⁴ Department of Pathobiology, New Bolton Center, School of Veterinary Medicine, University of Pennsylvania, Kennett Square, PA, USA.
⁵ Ocala Equine Hospital, Ocala, FL, USA.
⁶ Department of Microbiology and Immunology, Edward Via College of Osteopathic Medicine, Blacksburg, VA, USA.
⁷ Department of Clinical Sciences, College of Veterinary Medicine and Biomedical Sciences, North Carolina State University, Raleigh, NC, USA.
⁸ Baker Institute, College of Veterinary Medicine, Cornell University, Ithaca, NY, USA.

Abstract

Background: Rapid development of antibiotic resistance necessitates advancement of novel therapeutic strategies to treat infection. Mesenchymal stromal cells (MSC) possess antimicrobial and immunomodulatory properties, mediated through antimicrobial peptide secretion and recruitment of innate immune cells including neutrophils and monocytes. TLR-3 activation of human, canine and equine MSC has been shown to enhance bacterial killing and clearance in vitro, in rodent Staphylococcal biofilm infection models and dogs with spontaneous multi-drug-resistant infections. The objective of this study was to determine if intra-articular (IA) TLR-3-activated MSC with antibiotics improved clinical parameters and reduced bacterial counts and inflammatory cytokine concentrations in synovial fluid (SF) of horses with induced septic arthritis.
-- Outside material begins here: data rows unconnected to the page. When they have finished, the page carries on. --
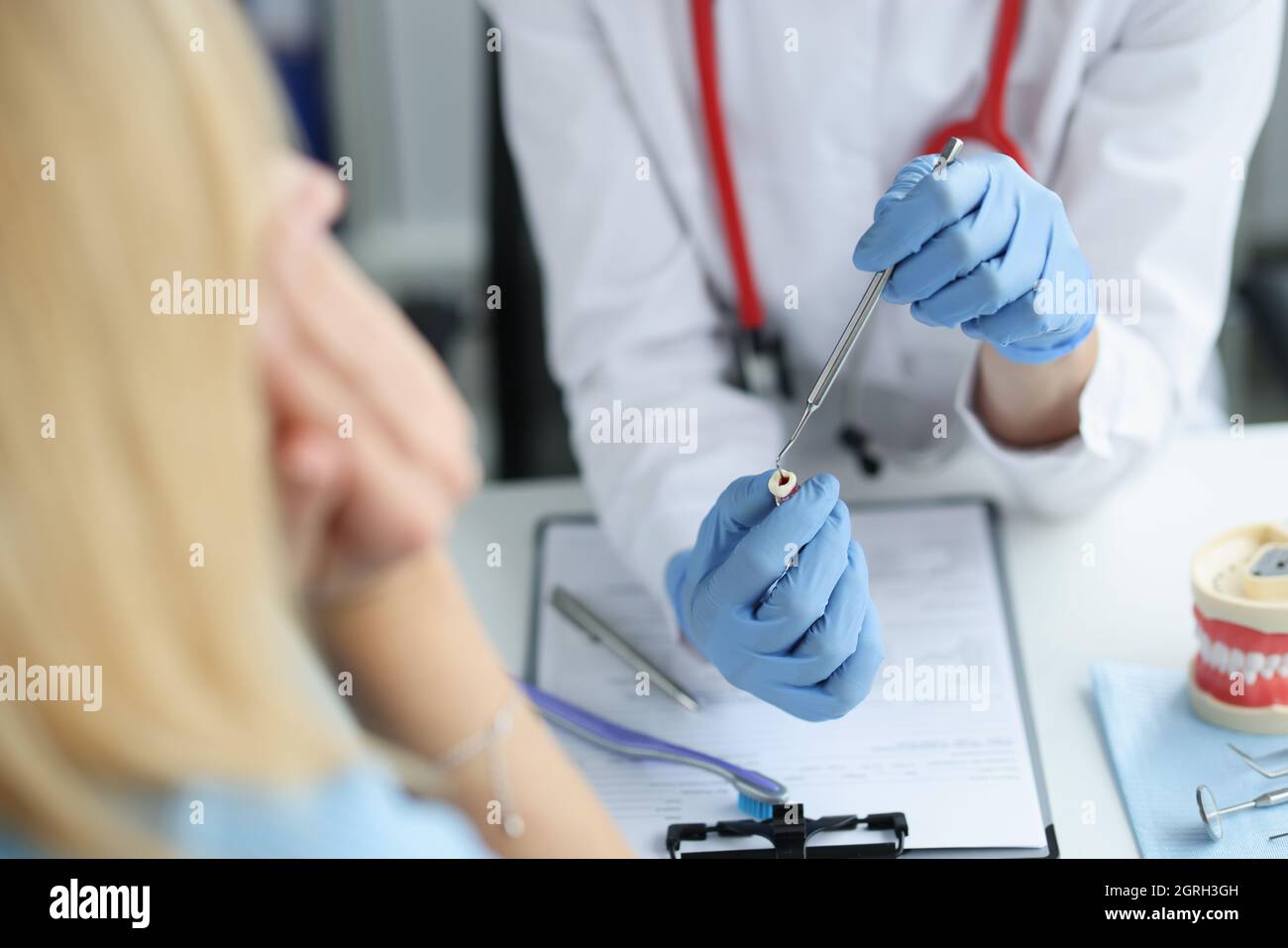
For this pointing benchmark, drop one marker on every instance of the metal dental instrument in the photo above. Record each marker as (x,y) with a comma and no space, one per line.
(1265,764)
(867,305)
(1211,814)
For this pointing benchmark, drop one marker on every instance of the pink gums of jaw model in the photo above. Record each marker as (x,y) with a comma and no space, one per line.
(1239,678)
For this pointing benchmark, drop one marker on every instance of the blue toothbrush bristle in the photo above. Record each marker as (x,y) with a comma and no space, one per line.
(758,809)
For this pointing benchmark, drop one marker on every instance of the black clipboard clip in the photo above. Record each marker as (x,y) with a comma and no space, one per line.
(789,833)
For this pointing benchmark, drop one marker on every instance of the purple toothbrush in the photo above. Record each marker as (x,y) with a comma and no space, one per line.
(756,792)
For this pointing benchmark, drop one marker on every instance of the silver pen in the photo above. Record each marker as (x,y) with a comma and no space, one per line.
(862,313)
(580,614)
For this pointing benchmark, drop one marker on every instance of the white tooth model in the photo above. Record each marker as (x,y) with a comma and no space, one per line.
(782,484)
(1239,678)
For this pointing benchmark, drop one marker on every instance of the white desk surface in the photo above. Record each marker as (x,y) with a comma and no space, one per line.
(1131,605)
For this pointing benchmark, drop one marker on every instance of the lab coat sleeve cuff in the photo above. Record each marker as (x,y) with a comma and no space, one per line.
(1116,419)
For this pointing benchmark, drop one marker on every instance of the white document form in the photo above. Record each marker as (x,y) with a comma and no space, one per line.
(940,737)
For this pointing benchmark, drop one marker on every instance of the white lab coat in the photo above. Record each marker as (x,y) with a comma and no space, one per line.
(1140,115)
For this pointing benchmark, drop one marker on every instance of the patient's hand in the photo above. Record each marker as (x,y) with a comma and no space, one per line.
(373,443)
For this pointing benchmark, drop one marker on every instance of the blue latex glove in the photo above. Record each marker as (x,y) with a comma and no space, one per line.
(812,644)
(970,248)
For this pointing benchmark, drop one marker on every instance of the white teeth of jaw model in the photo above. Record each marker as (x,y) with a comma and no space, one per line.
(782,484)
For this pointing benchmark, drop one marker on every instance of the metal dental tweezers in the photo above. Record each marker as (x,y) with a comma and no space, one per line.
(867,305)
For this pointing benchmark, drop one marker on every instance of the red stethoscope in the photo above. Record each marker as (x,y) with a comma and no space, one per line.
(760,359)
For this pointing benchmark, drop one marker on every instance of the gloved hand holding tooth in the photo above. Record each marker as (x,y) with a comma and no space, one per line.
(969,249)
(811,644)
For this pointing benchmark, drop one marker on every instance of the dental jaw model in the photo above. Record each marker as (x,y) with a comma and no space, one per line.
(782,484)
(1239,678)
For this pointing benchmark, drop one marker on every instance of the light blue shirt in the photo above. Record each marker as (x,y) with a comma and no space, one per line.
(362,811)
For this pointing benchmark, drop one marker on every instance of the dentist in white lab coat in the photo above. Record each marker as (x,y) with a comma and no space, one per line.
(1137,115)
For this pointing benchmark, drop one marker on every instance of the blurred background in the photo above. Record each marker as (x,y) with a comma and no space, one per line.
(406,90)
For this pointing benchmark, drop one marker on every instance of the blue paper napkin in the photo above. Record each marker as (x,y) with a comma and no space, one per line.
(1160,751)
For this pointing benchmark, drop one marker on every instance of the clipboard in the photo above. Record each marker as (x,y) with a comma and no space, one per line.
(1050,849)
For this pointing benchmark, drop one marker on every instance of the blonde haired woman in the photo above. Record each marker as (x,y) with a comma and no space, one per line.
(201,504)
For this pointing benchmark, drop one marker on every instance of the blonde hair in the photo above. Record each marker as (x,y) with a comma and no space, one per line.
(129,437)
Methods: Eight horses were inoculated in one tarsocrural joint with multidrug-resistant Staphylococcus aureus (S. aureus). Bone marrow-derived MSC from three unrelated donors were activated with TLR-3 agonist polyinosinic, polycytidylic acid (pIC). Recipient horses received MSC plus vancomycin (TLR-MSC-VAN), or vancomycin (VAN) alone, on days 1, 4, 7 post-inoculation and systemic gentamicin. Pain scores, quantitative bacterial counts (SF, synovium), SF analyses, complete blood counts, cytokine concentrations (SF, plasma), imaging changes (MRI, ultrasound, radiographs), macroscopic joint scores and histologic changes were assessed. Results were reported as mean ± SEM.

Results: Pain scores (d7, P=0.01, 15.2±0.2 vs. 17.9±0.5), ultrasound (d7, P=0.03, 9.0±0.6 vs. 11.8±0.5), quantitative bacterial counts (SF d7, P=0.02, 0±0 vs. 3.4±0.4; synovium P=0.003, 0.4±0.4 vs. 162.7±18.4), systemic neutrophil (d4, P=0.03, 4.6±0.6 vs. 7.8±0.6) and serum amyloid A (SAA) (d4, P=0.01, 1,106.0±659.0 vs. 2,858.8±141.3; d7, P=0.02, 761.8±746.2 vs. 2,357.3±304.3), and SF lactate (d7, P<0.0001, 5.4±0.2 vs. 15.0±0.3), SAA (endterm, P=0.01, 0.0 vs. 2,094.0±601.6), IL-6 (P=0.03, 313.0±119.2 vs. 1,328.2±208.9), and IL-18 (P=0.02, 11.1±0.5 vs. 13.3±3.8) were improved in TLR-MSC-VAN vs. VAN horses. Study limitations include the small horse sample size, short study duration, and lack of additional control groups.

Conclusions: Combined TLR-activated MSC with antibiotic therapy may be a promising approach to manage joint infections with drug resistant bacteria.

Keywords: Antibiotic resistance; infectious arthritis; mesenchymal stromal cell (MSC).